The service provides users access to several different models. Each model provides a different capability and price point.
- GPT-4 models are the latest available models. Due to high demand access to this model series is currently only available by request.
- The GPT-3 base models are known as Davinci, Curie, Babbage, and Ada in decreasing order of capability and increasing order of speed.
- The Codex series of models is a descendant of GPT-3 and has been trained on both natural language and code to power natural language to code use cases.
Use cases: GPT 3.5
- Generating natural language for chatbots and virtual assistants with awareness of the previous history of chat
- Power chatbots that can handle customer inquiries, provide assistance, and converse but doesn’t have memory of conversations
- Automatically summarize lengthy texts
- Assist writers by suggesting synonyms, correcting grammar and spelling errors, and even generating entire sentences or paragraphs
- Help researchers by quickly processing large amounts of data and generating insights, summaries, and visualizations to aid in analysis
- Generate good quality code based on natural language
Use cases: GPT 4.0
- Generating and understanding natural language for customer service interactions, chatbots, and virtual assistants – doesn’t have memory of conversations
- Generating high-quality code for programming languages based on natural language input.

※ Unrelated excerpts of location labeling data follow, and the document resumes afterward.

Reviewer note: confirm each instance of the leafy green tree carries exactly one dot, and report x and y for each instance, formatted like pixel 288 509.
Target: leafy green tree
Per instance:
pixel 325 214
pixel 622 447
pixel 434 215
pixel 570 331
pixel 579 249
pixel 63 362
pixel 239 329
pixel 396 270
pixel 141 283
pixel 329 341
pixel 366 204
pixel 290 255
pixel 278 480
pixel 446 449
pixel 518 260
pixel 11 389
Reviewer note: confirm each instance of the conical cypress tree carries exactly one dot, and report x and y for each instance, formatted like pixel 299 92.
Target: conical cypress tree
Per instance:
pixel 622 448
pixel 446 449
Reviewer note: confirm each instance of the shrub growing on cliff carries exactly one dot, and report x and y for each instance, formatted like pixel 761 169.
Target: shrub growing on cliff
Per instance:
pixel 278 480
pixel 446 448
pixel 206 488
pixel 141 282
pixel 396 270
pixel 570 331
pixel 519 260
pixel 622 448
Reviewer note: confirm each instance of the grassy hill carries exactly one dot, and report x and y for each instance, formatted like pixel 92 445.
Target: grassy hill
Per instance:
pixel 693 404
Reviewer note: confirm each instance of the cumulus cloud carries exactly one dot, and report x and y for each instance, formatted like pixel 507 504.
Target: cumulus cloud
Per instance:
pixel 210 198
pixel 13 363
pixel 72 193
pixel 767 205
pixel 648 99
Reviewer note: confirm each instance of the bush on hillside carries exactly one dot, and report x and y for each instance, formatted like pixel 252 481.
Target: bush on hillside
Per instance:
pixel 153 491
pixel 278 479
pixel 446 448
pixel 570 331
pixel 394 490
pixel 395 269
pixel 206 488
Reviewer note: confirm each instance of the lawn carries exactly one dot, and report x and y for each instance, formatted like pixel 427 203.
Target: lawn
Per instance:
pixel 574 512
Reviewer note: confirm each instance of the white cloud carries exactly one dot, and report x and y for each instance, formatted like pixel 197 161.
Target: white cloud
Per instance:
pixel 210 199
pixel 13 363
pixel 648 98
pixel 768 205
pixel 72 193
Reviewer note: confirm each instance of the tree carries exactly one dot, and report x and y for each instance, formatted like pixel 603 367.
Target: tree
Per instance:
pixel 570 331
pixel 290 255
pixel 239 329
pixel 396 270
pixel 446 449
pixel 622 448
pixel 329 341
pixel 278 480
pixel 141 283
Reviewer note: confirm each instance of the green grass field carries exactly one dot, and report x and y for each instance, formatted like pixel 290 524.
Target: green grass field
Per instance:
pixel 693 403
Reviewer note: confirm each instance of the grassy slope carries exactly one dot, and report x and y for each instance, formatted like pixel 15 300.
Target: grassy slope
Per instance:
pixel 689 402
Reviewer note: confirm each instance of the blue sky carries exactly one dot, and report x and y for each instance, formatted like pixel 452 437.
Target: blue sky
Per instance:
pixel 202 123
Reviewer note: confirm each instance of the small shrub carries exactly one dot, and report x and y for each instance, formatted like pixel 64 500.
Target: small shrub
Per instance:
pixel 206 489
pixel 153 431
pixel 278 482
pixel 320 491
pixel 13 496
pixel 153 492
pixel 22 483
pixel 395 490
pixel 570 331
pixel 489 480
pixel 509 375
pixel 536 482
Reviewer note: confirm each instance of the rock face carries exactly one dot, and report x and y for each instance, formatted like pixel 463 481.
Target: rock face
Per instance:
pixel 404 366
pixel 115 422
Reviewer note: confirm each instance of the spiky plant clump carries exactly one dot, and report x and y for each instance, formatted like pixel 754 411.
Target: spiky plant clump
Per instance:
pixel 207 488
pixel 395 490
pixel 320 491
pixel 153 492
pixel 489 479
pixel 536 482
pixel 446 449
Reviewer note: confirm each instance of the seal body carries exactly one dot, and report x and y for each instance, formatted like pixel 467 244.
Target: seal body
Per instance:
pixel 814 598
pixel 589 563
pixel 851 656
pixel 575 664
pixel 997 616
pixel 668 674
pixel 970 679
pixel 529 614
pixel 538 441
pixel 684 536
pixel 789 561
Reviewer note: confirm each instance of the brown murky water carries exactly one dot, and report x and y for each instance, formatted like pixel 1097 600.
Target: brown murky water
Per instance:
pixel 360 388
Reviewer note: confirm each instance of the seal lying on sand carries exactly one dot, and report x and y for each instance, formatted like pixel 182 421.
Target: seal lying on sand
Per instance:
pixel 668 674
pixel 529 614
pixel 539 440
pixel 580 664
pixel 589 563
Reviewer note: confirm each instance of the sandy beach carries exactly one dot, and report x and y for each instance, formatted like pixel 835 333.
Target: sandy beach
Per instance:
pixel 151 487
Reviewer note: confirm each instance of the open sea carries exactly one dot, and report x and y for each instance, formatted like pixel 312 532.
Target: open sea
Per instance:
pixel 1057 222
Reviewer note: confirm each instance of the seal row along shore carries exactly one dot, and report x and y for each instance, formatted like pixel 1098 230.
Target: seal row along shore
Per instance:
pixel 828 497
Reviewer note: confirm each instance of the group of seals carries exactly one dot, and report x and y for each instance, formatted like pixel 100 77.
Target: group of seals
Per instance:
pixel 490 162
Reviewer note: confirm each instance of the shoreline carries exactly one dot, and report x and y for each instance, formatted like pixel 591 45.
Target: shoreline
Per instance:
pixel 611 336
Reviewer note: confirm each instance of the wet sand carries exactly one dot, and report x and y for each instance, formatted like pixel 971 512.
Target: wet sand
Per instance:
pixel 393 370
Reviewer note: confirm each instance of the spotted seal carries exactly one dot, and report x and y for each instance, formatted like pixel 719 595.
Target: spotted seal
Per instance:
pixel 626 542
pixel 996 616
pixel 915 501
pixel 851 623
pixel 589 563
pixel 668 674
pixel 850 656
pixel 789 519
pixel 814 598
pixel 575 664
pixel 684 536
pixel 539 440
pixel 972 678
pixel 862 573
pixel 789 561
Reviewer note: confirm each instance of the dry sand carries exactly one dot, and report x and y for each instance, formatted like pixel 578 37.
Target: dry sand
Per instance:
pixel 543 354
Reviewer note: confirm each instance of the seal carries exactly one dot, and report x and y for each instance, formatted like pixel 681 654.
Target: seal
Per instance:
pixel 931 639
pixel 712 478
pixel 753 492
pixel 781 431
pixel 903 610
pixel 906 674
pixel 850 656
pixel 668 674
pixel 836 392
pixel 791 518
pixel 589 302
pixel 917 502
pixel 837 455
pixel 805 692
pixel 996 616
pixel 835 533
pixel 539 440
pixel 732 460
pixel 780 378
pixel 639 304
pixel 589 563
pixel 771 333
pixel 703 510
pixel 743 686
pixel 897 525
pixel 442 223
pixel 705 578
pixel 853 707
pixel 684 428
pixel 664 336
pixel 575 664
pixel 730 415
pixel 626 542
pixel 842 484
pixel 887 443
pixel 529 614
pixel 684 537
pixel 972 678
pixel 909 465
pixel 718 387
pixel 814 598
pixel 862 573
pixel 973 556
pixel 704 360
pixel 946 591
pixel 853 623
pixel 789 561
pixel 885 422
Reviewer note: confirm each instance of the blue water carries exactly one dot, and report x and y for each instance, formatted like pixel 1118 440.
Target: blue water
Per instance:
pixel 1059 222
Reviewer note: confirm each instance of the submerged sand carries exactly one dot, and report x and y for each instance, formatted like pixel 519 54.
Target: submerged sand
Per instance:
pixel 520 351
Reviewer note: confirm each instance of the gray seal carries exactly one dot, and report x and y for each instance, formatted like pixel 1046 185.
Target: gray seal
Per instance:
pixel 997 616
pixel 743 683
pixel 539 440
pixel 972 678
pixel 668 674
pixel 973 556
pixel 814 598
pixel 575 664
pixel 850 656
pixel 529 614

- Providing accurate translations between languages
- Improving text summarization and content generation
- Provides for multi-modal interaction (text and images)
- Substantial reduction in Hallucinations
- Consistency between different runs is high
Multi-Modal Transformer Architecture
Multi-modal models combine text and other types of input (such as graphics, images etc.) and are more task-specific. One multi-modal model in the collection has not been pre-trained in the same self-supervised manner.
These models have performed state-of-the-art tasks, including visual question answering, image captioning, and speech recognition.
Pricing
Pricing will be based on the pay-as-you-go consumption model with a price per unit for each model, which is similar to other Azure Cognitive Services pricing models.
- Language models
- Image models
- Fine-tuned models
- Embedding models
DALL-E
- Image Generation
- Editing an image
- Creating variations of image
Embedding models
The embedding is an information dense representation of the semantic meaning of a piece of text. Microsoft currently offers three families of Embeddings models for different functionalities:
- Similarity embedding: are good at capturing semantic similarity between two or more pieces of text.
- Text search embedding: help measure whether long documents are relevant to a short query.
- Code search embedding: are useful for embedding code snippets and embedding natural language search queries.